Center for Advanced Study of Language


The University of Maryland Center for Advanced Study of Language —- which in 2018 became part of UMD’s new Applied Research Laboratory for Intelligence and Security —- was created to be the national laboratory for advanced research and development on language and national security. Founded in 2003 under Department of Defense funding as a University Affiliated Research Center and located in College Park, Maryland, CASL was a partnership between the University of Maryland and the United States Government.

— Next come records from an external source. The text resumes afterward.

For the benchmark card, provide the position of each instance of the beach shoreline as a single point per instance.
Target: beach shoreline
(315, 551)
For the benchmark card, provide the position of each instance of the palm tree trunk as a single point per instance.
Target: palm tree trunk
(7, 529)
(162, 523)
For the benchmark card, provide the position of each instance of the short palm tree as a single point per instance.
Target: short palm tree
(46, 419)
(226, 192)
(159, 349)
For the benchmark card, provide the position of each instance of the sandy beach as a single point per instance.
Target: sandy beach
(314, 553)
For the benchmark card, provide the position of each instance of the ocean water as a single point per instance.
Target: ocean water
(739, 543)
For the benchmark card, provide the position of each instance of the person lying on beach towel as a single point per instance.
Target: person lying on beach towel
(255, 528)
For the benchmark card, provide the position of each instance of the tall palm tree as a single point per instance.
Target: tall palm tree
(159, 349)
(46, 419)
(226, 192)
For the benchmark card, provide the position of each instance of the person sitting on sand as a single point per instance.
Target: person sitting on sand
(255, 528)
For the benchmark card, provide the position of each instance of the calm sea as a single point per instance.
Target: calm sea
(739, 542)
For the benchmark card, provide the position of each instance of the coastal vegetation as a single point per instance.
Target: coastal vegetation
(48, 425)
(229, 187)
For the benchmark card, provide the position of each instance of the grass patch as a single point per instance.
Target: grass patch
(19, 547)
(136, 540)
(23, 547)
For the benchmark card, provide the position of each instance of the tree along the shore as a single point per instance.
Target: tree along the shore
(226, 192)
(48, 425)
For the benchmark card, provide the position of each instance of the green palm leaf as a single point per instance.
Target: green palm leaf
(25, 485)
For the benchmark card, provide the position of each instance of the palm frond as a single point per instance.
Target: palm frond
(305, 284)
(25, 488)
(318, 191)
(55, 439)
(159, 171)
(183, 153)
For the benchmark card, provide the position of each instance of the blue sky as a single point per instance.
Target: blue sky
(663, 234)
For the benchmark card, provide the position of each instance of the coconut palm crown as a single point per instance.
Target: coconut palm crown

In June 2013 CASL was said to be the largest language research center in the United States.
CASL areas of expertise:
  1. Second-language acquisition
  2. Technology use
  3. Performance and analysis
  4. Less commonly taught languages and cultures
  5. Cognitive neuroscience
CASL’s mission was to defend and protect the United States by improving language readiness and capabilities of the U.S. Government workforce, with a particular focus on addressing the language needs of the Intelligence Community.
The Center was charged with bringing the best of academe and industry to the hardest government problems; providing the knowledge, resources, and technologies critical to analyst job performance; advancing workforce readiness for both regular and surge capabilities; improving operational performance; and underpinning critical leadership decisions on immediate and future staffing, technologies, and analyst workflow design and management.

Vision

CASL’s vision was to be the premier strategic research partner to the DoD and IC on the most critical and challenging language problems, ultimately infusing language research into day-to-day job performance as well as critical leadership decisions that directly affect mission.

Strategy

According to press reports, Edward Snowden worked at the CASL for less than a year in 2005 as a "security specialist" in what one report calls one of the National Security Agency 's "covert facilities."